Sie war völlig schwindlig in diesem Augenblick, sie hatte nicht die Kraft, ein Wort hervorzubringen. Erst als er jetzt ihre Stirn küßte und ihre Hand, und sie wieder „Lore, meine Lore!“ nannte, machte sie sich los aus seinen Armen und stieß ihn zurück.
„Ich bin’s ja!“ rief sie klanglos, „die Käthe. Lore kann nicht kommen.“
Einen Moment blieb es still. „Käthe?“ klang es in ihr Ohr, enttäuscht und ärgerlich.
„Ich kann nichts dafür,“ murmelte sie und brach in Schluchzen aus.
„Nein! Nein! Entschuldigen Sie nur, Fräulein Käthe! – Lore beichtete Ihnen hoffentlich.

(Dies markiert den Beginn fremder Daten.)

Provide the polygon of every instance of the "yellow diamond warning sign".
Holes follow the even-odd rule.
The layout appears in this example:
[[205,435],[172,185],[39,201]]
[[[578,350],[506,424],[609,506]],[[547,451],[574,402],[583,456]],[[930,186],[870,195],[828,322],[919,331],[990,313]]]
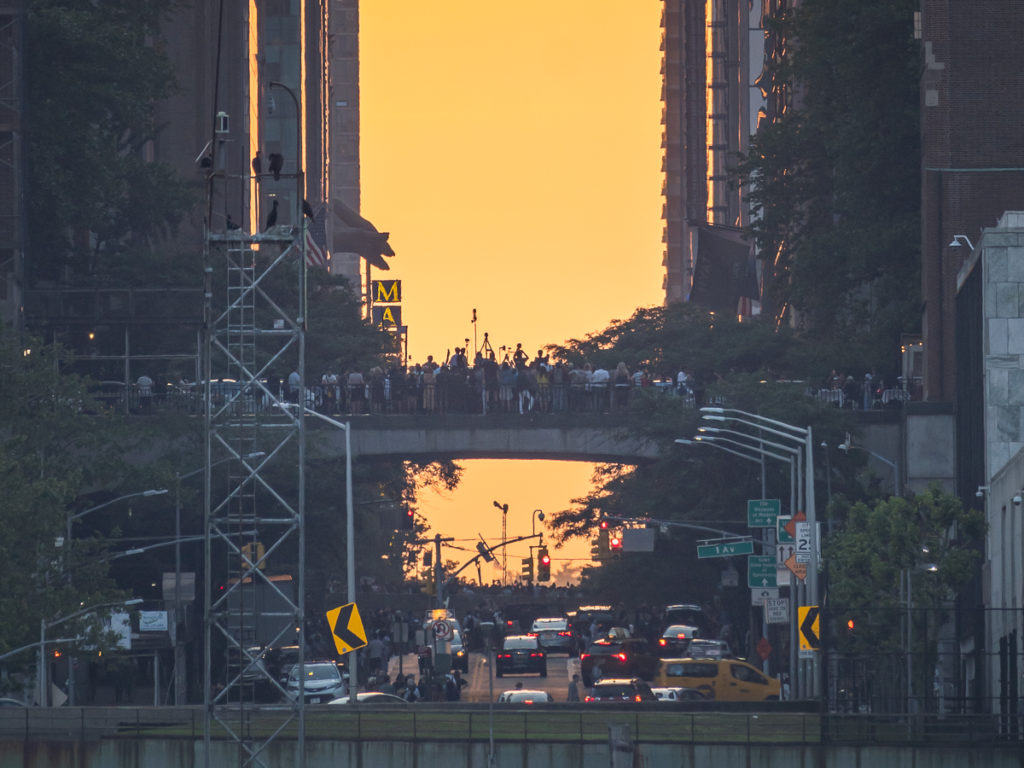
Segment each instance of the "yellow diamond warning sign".
[[362,629],[362,620],[355,603],[348,603],[327,612],[327,623],[334,637],[334,647],[339,653],[361,648],[367,644],[367,631]]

Aber wollen Sie nicht eintreten?“ Das klang wieder, als stehe er auf dem Katheder, so kühl und besonnen.
In diesem Augenblick öffnete sich die Hausthür, Lichtschein fiel aus dem Dunkeln und einer Silhouette gleich trat die kleine Gestalt der Frau Pastorin in den Rahmen der Thür. „Ist mein Töchterchen da?“ fragte sie leise und freundlich.
„Nein, Mutter, es ist Fräulein Käthe.“
„Wollen Sie nicht hereinkommen?“ wiederholte die alte Frau die Bitte des Sohnes.
„Nein, ich kann nicht, ich will nicht –“ flüsterte das Mädchen, zurücktretend, „ich soll nur einfach bestellen, daß Lore nicht kommen konnte, sie muß Whist spielen mit Papa und Tante, sie würde aber, wenn möglich, am Bahnhofe sein, oder schreiben.“
„Es war wirklich so ganz unmöglich?“ fragte er bitter.
Sie zuckte die Schultern: „Lore sagt’s ja! – Lore ist feig,“ flüsterte sie leidenschaftlich, „wenn ich – ich es gewesen – gute Nacht!“
Sie war plötzlich in der Dunkelheit verschwunden. Als er ihr nacheilte bis zum Thor, vermochte er keine Spur mehr von ihr in der einsamen, schwach erhellten Straße zu erblicken.
„Mag der Irrwisch laufen, was sollte ihr auch in Westenberg passiren?“ murmelte er und ging verstimmt zurück. Ja, Lore hätte kommen müssen, meinte er, sie hätte Mittel und Wege finden müssen, wozu Rücksichten nehmen, wenn es sich um das Glück zweier Menschen handelt. War es nicht ein kleinlicher Zug? – Er stand mit blassem Gesicht vor der Mutter.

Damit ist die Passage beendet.